The former head of Colombia's Norte Valle cocaine cartel even kept financial records that listed the costs of some killings to the dollar.
Guzman lawyer William Purpura showed jurors an image of a business ledger and asked Ramirez if one entry referred to “the murders of three people.”
“That's correct,” said Ramirez, whose benign-seeming drug cartel nickname is Chupeta, or lollipop.
The witness said he did not remember the victim's names, but he readily confirmed the cost of the killings: $45,000.
Testifying through a Spanish-language interpreter, Ramirez admitted he ordered the assassination of the brother of a cartel member he believed was cooperating with investigators. That hit cost $338,776, he said.
Asked to explain the higher price, Ramirez said, “It was a big group of hit men who took part in that killing.”
Purpura asked about other murders. Ramirez acknowledged that he lured a cartel member nicknamed Tocayo to a meeting because the man was suspected of cooperating with investigators.

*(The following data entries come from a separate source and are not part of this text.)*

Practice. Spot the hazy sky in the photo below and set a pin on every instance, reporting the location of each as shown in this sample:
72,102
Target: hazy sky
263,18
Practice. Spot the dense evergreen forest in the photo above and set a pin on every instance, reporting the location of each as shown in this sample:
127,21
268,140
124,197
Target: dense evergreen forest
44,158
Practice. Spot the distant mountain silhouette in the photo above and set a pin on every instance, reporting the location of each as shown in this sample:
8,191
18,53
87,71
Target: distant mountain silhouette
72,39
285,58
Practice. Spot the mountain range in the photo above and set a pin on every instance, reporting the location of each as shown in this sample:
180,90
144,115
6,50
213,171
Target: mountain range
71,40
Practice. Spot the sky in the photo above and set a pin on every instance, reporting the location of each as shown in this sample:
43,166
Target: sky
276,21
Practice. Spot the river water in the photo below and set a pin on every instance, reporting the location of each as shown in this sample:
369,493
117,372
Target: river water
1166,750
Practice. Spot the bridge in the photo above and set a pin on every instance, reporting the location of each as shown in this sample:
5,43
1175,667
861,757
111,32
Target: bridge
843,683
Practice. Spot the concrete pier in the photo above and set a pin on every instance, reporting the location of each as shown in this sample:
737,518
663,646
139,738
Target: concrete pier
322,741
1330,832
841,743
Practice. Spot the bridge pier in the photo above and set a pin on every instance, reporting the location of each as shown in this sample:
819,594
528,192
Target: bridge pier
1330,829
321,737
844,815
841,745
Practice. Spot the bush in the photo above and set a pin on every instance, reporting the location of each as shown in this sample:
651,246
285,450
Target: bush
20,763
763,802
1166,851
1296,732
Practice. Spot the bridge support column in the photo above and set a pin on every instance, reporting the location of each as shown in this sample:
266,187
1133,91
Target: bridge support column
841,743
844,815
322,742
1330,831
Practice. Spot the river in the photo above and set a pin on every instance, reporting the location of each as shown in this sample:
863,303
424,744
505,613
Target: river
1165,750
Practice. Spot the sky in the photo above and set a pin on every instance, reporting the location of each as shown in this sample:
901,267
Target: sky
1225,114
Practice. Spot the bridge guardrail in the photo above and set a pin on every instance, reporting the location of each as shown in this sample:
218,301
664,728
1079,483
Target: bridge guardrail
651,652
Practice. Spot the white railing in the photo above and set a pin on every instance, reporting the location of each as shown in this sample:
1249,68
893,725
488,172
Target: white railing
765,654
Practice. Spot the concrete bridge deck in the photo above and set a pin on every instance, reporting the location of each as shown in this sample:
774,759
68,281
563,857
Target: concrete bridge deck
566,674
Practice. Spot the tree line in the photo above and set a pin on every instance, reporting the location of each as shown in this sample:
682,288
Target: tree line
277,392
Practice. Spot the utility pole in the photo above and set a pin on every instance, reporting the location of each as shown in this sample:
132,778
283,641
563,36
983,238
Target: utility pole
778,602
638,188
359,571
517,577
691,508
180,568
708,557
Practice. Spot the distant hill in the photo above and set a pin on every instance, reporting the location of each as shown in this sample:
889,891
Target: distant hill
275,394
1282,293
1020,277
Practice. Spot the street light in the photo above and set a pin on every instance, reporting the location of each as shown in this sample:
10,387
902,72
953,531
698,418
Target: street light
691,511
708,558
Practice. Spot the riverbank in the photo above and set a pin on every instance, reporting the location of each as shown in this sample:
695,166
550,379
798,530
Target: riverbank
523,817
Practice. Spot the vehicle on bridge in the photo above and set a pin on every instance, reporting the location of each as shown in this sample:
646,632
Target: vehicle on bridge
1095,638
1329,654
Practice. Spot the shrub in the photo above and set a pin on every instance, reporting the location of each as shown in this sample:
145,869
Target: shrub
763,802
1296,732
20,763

Instead of a discussion, Purpura asked, were Tocayo, his attorney and 10 to 12 others “obliterated ... with guns?”
“That is correct,” Ramirez said. He acknowledged that members of a Tocayo backup group waiting at a nearby gas station were shot to death by cartel hit men known as “sicarios.”
All the bodies were thrown into the back of a pickup and disposed of, he said.
Ramirez admitted he personally killed one adversary, a man named Rodríguez, by shooting him in the face “from a distance of 1 meter.”
He acknowledged ordering assassinations from afar, including the murder in 1993 in Queens of Vladimir Beigelman, a reputed Russian cocaine dealer.
“It's impossible to be the leader of a cartel in Colombia without violence,” Ramirez explained.
The defense team elicited the testimony in an effort to persuade jurors that Ramirez's testimony about Guzman's alleged drug trafficking, conspiracy, money-laundering and other crimes was not credible.
On the stand Tuesday, Ramirez acknowledged he lied habitually – including when he told Colombian authorities he would dismantle his cartel, stop selling cocaine and cooperate with them in exchange for a light prison sentence.